Question

In a young’s double slit experiment, the intensity at the central maximum is\[{I_0}\] . The intensity at a distance $\dfrac{\beta }{4}$ from the central maximum is ($\beta $ is fringe width)
A) \[{I_0}\]
B) $\dfrac{{{I_0}}}{2}$
C) $\dfrac{{{I_0}}}{{\sqrt 2 }}$
D) $\dfrac{{{I_0}}}{4}$

Answer 1

Hint:In this question, we can calculate the path difference using the fringe width formula. Path difference will be used in calculating the phase difference. After that we can calculate the resultant intensities using the formula $I = {I_1} + {I_2} + 2\sqrt {{I_1}{I_2}\cos \phi } $ for $\phi = 0$ and $\cos \phi = \dfrac{\pi }{2}$.

Complete step by step solution: -
According to the question, in a double slit experiment, the central maximum intensity$ = {I_0}$
We know that if a light of wavelength $\lambda $ is incident on the slits.
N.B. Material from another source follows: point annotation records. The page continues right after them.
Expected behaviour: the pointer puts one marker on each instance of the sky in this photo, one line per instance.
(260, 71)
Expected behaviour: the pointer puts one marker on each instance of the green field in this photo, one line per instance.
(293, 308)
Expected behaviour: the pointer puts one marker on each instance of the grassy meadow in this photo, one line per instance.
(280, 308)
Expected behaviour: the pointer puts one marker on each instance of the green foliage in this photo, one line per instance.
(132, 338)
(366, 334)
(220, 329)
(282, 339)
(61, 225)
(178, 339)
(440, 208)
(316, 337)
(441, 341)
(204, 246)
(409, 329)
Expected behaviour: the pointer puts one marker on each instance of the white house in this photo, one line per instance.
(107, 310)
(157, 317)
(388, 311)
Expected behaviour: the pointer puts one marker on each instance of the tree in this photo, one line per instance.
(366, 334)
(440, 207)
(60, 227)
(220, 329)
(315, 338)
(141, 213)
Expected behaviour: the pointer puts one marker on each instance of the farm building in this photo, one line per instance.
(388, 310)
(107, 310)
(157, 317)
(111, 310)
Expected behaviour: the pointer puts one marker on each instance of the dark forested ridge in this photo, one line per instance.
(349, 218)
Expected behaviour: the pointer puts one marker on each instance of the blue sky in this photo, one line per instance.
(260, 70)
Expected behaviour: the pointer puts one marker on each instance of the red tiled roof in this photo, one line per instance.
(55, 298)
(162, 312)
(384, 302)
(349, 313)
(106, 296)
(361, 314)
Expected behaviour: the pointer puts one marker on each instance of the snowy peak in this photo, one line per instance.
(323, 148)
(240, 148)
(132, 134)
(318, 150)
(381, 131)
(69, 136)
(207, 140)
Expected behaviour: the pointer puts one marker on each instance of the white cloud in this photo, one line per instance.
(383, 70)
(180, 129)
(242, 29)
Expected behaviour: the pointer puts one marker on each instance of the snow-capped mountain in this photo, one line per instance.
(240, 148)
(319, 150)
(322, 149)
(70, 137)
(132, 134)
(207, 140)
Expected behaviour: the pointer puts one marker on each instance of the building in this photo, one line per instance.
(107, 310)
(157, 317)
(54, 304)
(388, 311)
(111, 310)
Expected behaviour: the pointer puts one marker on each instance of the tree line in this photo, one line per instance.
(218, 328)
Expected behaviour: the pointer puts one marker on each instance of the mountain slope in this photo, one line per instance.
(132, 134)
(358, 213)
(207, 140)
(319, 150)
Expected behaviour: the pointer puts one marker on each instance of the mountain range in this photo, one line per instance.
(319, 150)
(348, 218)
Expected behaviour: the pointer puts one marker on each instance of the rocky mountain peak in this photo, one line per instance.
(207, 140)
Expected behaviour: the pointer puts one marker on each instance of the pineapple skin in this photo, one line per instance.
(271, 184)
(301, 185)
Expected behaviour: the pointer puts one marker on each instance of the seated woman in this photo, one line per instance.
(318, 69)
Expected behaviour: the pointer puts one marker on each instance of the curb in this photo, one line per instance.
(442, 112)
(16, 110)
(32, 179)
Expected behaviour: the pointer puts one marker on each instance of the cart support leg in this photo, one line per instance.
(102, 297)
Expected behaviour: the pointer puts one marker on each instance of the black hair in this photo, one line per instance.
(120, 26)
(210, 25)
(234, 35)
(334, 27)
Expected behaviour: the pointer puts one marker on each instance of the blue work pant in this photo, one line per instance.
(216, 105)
Let \[d\] is the distance between the fringes and \[D\] is the distance between the slits and screen then the fringe width$\beta $ is given as-
$\beta = \dfrac{{\lambda D}}{d}$
But according to the question, if the distance is $y = \dfrac{\beta }{4}$ then we get the value of \[y\] after putting the value of $\beta $ .
 $
  y = \dfrac{\beta }{4} \\
   \Rightarrow y = \dfrac{{\lambda D}}{{4d}} \\
$
Now, in Young’s double slit experiment, the path difference$\Delta x$ is given by-
$\Delta x = \dfrac{{yd}}{D}$
Now putting the value of \[y\] in the above equation, we get-
$ \Rightarrow \Delta x = \left( {\dfrac{{\lambda D}}{{4d}}} \right)\dfrac{d}{D}$
On solving the above equation, we get-
$ \Rightarrow \Delta x = \dfrac{\lambda }{4}$
If $\phi $ is the phase difference corresponding to path difference $\dfrac{\lambda }{4}$, then the phase difference will be-
$\phi = \left( {\dfrac{{2\pi }}{\lambda }} \right)\Delta x$
Putting the value of $\Delta x$ in the above equation, we get-
$
   \Rightarrow \phi = \left( {\dfrac{{2\pi }}{\lambda }} \right)\dfrac{\lambda }{4} \\
   \Rightarrow \phi = \dfrac{\pi }{2} \\
$
Now, we know that the intensity due to interference is given by-
$I = {I_1} + {I_2} + 2\sqrt {{I_1}{I_2}\cos \phi } $
Where \[I\] is the resultant intensity of the two waves having intensities ${I_1}$ and ${I_2}$.
We know that at central maximum $\phi = 0$ and $I = {I_0}$ . Then let the intensity from each slit ${I_1} = {I_2} = {I_s}$
$ \Rightarrow {I_0} = {I_s} + {I_s} + 2\sqrt {{I_s}{I_s}} $
(As $\cos 0 = 1$ )
On simplifying it, we get-
$ \Rightarrow {I_0} = 4{I_s}$ …………………………..(i)
Now intensity at a distance $\dfrac{\beta }{4}$ is given by $\cos \phi = \dfrac{\pi }{2}$ , then putting this value, we get-
$I = {I_s} + {I_s} + 2\sqrt {{I_s}{I_s}\cos \dfrac{\pi }{2}} $
$ \Rightarrow I = 2{I_s}$ ………………………….(ii)
(As $\cos \dfrac{\pi }{2} = 0$ )
Now comparing equation (i) and (ii), we get-
$I = \dfrac{{{I_0}}}{2}$
Hence, the intensity at a distance $\dfrac{\beta }{4}$ from the central maximum is $I = \dfrac{{{I_0}}}{2}$.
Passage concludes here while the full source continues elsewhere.